8. Track streaks, not totals
Core insight:
Dopamine is highly sensitive to continuity.
How to apply
-
Track:
- Consecutive days
- Consecutive weeks
-
Misses = data, not failure
-
Restart immediately — no “I blew it” stories
9. Explicitly plan for low-motivation days
Core insight:
Goals fail on bad days, not good ones.
Ask in advance
“What does success look like on my worst day?”
Examples
- Gym day → walk + stretch
- Writing day → one paragraph
- Learning day → 5 minutes
Consistency beats intensity.
10. Limit yourself to 1–3 primary goals
Core insight:
Cognitive bandwidth is real.
Best practice
- 1 identity goal
- 1 physical / energy goal
- 1 creative or professional goal
Everything else becomes a supporting habit, not a headline resolution.
11. Visualize obstacles, not success
Core insight:
Visualizing success often reduces effort. Visualizing difficulty increases persistence.
How to apply
-
Mentally rehearse:
- Where it will get hard
- What you will do anyway
Example
“It’s late, I’m tired — I open the doc and write one paragraph.”
This is rehearsal, not fantasy.
12. Frame goals as approach, not avoidance
Core insight:
Avoidance framing increases anxiety and narrows attention.
Avoid
- “Stop procrastinating”
- “Don’t fail”
Use
- “Start with a 5-minute draft”
- “Move toward consistency”
Always frame goals as moving toward something.
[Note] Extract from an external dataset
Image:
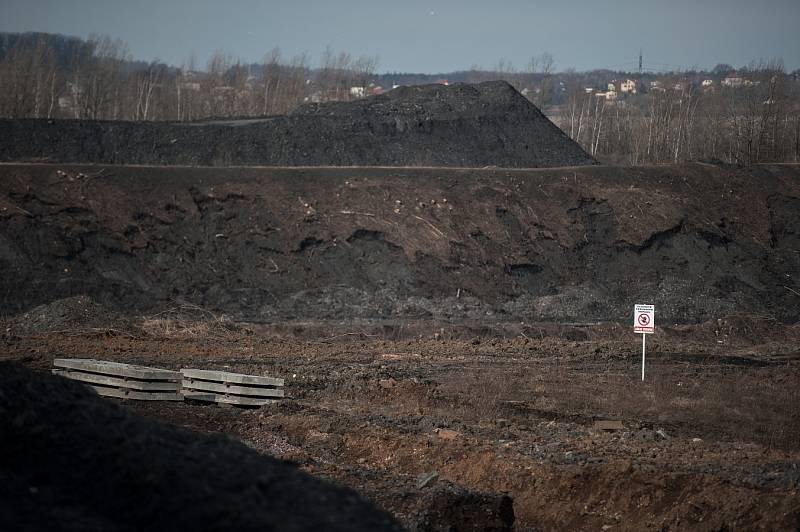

13. Actively author your identity narrative
Core insight:
Old identity stories reassert themselves under stress.
How to apply
-
Write:
- Old identity story
- New identity story
Example
- Old: “I work best under pressure.”
- New: “I create space early so pressure is optional.”
Identity alignment prevents relapse.
14. Narrow the perceived distance to the goal
Core insight:
Goals that look closer receive more effort.
How to apply
- Break work into visually small steps
- Avoid dashboards that emphasize how far remains
Example
- Bad: “Write a book”
- Good: “Draft section 2.1 (400 words)”
Progress should feel near.
Final mental model
Goals are not promises to your future self.
They are systems that make the right behavior the easiest behavior today.
The Exact Prompt to Use
OK, NOW you can finally take the final step…
Copy and paste this into your AI of choice adding in your original goals and all 14 principles as shown below (and yes, keep the starting and ending triple quotes. Don’t ask. Just trust.):
Please take my original goals and rework them into a habit-based system using the following 14 principles of goal and habit design. Focus on: identity-aligned behaviors small, repeatable actions habits that work even on low-motivation days frequencies that make sense (daily, weekly, or a few times per week) systems that naturally lead to the original outcomes over time Here are the 14 principles: """ [PASTE THE COMPLETE TEXT OF 14 PRINCIPLES ABOVE HERE INCLUDING ALL EXAMPLES] """ Here are my original goals: """ [PASTE YOUR ORIGINAL GOALS HERE] """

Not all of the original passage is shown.